Toyota sería un estratega. La marca japonesa sacó al mercado su primer Prius en 2001 con el que perdieron dinero durante varios años. Aun así, estaban convencidos de que era una apuesta de futuro. Y así fue. Gracias a su lanzamiento, Toyota pasó de ser una marca que construía coches fiables, a ser percibida como tecnológicamente avanzada y respetuosa con el medioambiente.

El catalizador del cambio

Experto en darle la vuelta a la tortilla. Le gusta el desorden para reorganizarlo. Su fuerte es la creación de nuevos planes organizacionales que transforman la empresa desde su interior.

El Volkswagen Beetle junto con la agencia de publicidad DDB se llevan el primer premio. Su campaña ‘Think small’ consiguió cambiar las reglas del juego y convertir un inconveniente en una ventaja: un coche alemán (después de la Segunda Guerra Mundial) y pequeño (todo lo contrario a la tendencia en automóviles norteamericana del momento).

El transactor

Lo suyo son los negocios. Analiza su entorno y tiene gran habilidad para identificar y abordar nuevas oportunidades. Le encanta negociar.

Facebook es el gran transactor. Ha sabido identificar las oportunidades que había en el mercado y generado una gigantesca base de datos. Además, ha sabido negociar para absorber a grandes plataformas como Whatsapp o Instagram que han contribuido a aumentar sus BBDD.

El constructor

Un soñador despierto. Tiene afán por crear cosas nuevas y el talento y determinación para conseguirlo. Es un emprendedor nato.

Airbnb ha roto los paradigmas y ha creado un modelo de negocio completamente nuevo: viajar se convierte en habitar el lugar de destino.

El innovador

El creativo de turno. Posee una gran capacidad para resolver problemas difíciles.

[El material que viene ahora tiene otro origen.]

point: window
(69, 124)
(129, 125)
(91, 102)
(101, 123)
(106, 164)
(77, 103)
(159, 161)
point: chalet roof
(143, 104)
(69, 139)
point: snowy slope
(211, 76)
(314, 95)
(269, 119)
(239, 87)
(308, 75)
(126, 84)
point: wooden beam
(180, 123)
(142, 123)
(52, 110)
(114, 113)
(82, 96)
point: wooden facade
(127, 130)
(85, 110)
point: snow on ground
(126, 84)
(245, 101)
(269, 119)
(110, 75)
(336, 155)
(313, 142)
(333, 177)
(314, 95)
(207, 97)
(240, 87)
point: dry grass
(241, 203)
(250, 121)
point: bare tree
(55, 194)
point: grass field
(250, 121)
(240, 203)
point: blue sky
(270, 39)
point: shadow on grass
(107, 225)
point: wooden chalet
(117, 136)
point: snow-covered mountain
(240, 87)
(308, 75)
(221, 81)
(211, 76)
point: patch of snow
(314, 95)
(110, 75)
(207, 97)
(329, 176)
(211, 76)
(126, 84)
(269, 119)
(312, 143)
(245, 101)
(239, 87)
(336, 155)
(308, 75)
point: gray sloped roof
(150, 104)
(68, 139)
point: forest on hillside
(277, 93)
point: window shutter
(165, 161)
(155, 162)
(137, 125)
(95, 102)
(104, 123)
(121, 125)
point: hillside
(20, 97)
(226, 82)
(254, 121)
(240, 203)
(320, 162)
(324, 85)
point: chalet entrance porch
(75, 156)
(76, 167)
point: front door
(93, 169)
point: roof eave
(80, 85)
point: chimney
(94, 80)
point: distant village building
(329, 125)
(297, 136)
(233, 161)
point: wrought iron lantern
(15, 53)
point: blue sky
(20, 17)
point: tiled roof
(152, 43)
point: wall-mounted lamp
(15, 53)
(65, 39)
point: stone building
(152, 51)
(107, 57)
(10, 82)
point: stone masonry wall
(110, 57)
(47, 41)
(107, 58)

No le gusta lo viejo, se centra en encontrar nuevas soluciones e ideas creativas.

Apple fue una marca muy innovadora. Su objetivo era hacer la tecnología más sencilla, más intuitiva y bonita y, aunque fuera complicado, lo consiguió.

El procesador

Amante de los KPI’s (o indicadores clave). Su objetivo es la eficiencia. Se encarga de proporcionar el aceite para engrasar la maquinaria. Es muy bueno creando estructuras y sistemas indispensables para alcanzar los objetivos de la organización.

Hablamos de Google. La marca que ofrece respuesta a todas las preguntas o búsquedas en pocos segundos. Además, proporciona ayuda e información clave con sus herramientas, tales como Google Analytics, Google Awords o Google Alerts.

El entrenador

Animador y guía del equipo. Crea culturas de alto rendimiento. Sabe como sacar lo mejor de cada persona y les ayuda a desarrollar sus puntos fuertes y mejorar en los débiles.

En motivar, Nike es la experta. Su claim ya lo deja claro: ‘Just do it’. La marca es maestra en alentar a todos los deportistas a mejorar, superarse y no rendirse.

El comunicador

Director de escenario. Su fuerte es la comunicación y la persuasión. Tiene un gran impacto en su entorno, es influenciador.

Ikea es un claro ejemplo de buen comunicador. Su comunicación está basada en ‘insights’ de consumidor muy potentes, para conectar con ellos fácilmente. Además, las creatividades suelen ser excepcionales, generando que la gran mayoría de personas ame la marca más allá de sus productos.

Las compañías exitosas son consecuencia de un liderazgo colectivo.